Philippe Bouba se livre. En cette fin d’année, le 5e vice-président de la CTG, élu avec Gabriel Serville en juin, dresse le bilan des 6 premiers mois de mandature et évoque les perspectives pour 2022. Celui qui en moins ‘d’un an est passé du rang de syndicaliste à Sud à celui de vice-président de la Collectivité territoriale et figure de proue de LFI Guyane Insoumise, est annoncé partant pour les législatives comme candidat sur la 1ere circonscription. Ce que Philippe Bouba confirme : « Philippe Bouba sur la 1ère circonscription a été proposé par les camarades et c’est toujours à l’ordre du jour. Le processus est en cours, en cours de réflexion de mon côté ».

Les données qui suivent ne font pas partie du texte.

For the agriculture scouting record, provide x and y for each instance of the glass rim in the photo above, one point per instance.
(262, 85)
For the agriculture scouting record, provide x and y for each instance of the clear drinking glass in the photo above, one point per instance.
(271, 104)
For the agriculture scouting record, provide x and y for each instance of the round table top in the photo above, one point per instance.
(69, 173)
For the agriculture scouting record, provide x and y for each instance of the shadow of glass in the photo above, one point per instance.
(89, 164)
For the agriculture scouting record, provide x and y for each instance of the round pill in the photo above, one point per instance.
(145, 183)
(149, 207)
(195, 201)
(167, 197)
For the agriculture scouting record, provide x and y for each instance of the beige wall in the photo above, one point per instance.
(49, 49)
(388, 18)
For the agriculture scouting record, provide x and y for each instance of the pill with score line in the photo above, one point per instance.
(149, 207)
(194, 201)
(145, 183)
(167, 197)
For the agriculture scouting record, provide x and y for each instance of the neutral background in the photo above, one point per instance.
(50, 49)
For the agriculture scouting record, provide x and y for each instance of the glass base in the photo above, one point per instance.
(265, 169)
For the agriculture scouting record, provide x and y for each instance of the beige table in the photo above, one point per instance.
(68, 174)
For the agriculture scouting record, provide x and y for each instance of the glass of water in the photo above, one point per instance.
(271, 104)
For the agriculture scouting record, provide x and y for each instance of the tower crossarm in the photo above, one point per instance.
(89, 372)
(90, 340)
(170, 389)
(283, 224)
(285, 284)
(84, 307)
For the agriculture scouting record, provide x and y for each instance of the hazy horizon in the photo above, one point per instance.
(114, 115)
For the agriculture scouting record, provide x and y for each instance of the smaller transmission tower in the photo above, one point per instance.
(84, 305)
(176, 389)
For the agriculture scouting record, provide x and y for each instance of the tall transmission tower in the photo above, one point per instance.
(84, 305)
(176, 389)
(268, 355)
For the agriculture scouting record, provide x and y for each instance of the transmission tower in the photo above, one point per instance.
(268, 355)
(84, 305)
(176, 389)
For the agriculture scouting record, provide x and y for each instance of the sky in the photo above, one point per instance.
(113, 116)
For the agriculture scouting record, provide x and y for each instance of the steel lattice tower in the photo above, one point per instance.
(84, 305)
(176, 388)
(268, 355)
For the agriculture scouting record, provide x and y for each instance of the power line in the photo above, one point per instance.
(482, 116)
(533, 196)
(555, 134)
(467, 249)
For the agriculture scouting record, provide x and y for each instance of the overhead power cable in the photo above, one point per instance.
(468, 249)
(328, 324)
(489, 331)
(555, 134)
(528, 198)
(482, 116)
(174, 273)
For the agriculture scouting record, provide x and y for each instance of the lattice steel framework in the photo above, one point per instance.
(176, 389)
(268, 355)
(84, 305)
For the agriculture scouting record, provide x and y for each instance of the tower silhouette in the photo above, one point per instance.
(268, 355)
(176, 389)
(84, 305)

Celui qui a gardé son métier de professeur au lycée de Balata évoque aussi la période de tensions et les attaques qu’il vient de connaître et qui sont apparues plus visibles en marge de la visite de Jean-Luc Mélenchon (voir Mo News 38 du jeudi 25 décembre) ainsi qu’une rivalité avec le 3e vice-président Thibault Lechat-Vega, annoncé lui aussi sur la « 1ere circo ». Interview intégrale.
LFI vient de présenter le programme présidentiel de Jean-Luc Mélenchon… Quel est le projet phare du parti ?
L’Avenir En Commun 2022 a une ambition : l’harmonie entre les êtres humains entre eux et avec la nature. L’AEC a des objectifs : une nouvelle démocratie par l’instauration d’une 6ème République, la planification écologique comme garant d’une gouvernance à la hauteur des enjeux futurs et le progrès social et humain par l’élaboration de lois au plus près des préoccupations des peuples de l’Hexagone et des TOPIA (Territoires des Océans Pacifique, Indien et Atlantique). L’Union populaire autour du candidat Mélenchon se bat notamment pour l’émancipation de la personne humaine, la laïcité et la justice sociale. Lors de mon dîner avec lui pendant son séjour en Guyane, je me suis aperçu qu’il était totalement à l’écoute de toutes nos difficultés, malheureusement accentuées il est vrai, depuis la pandémie (logement, santé, éducation, etc.). C’est un militant de la classe ouvrière, de la cause populaire. De plus, cette rencontre m’a permis d’échanger sur sa stratégie politique pour les échéances électorales de 2022.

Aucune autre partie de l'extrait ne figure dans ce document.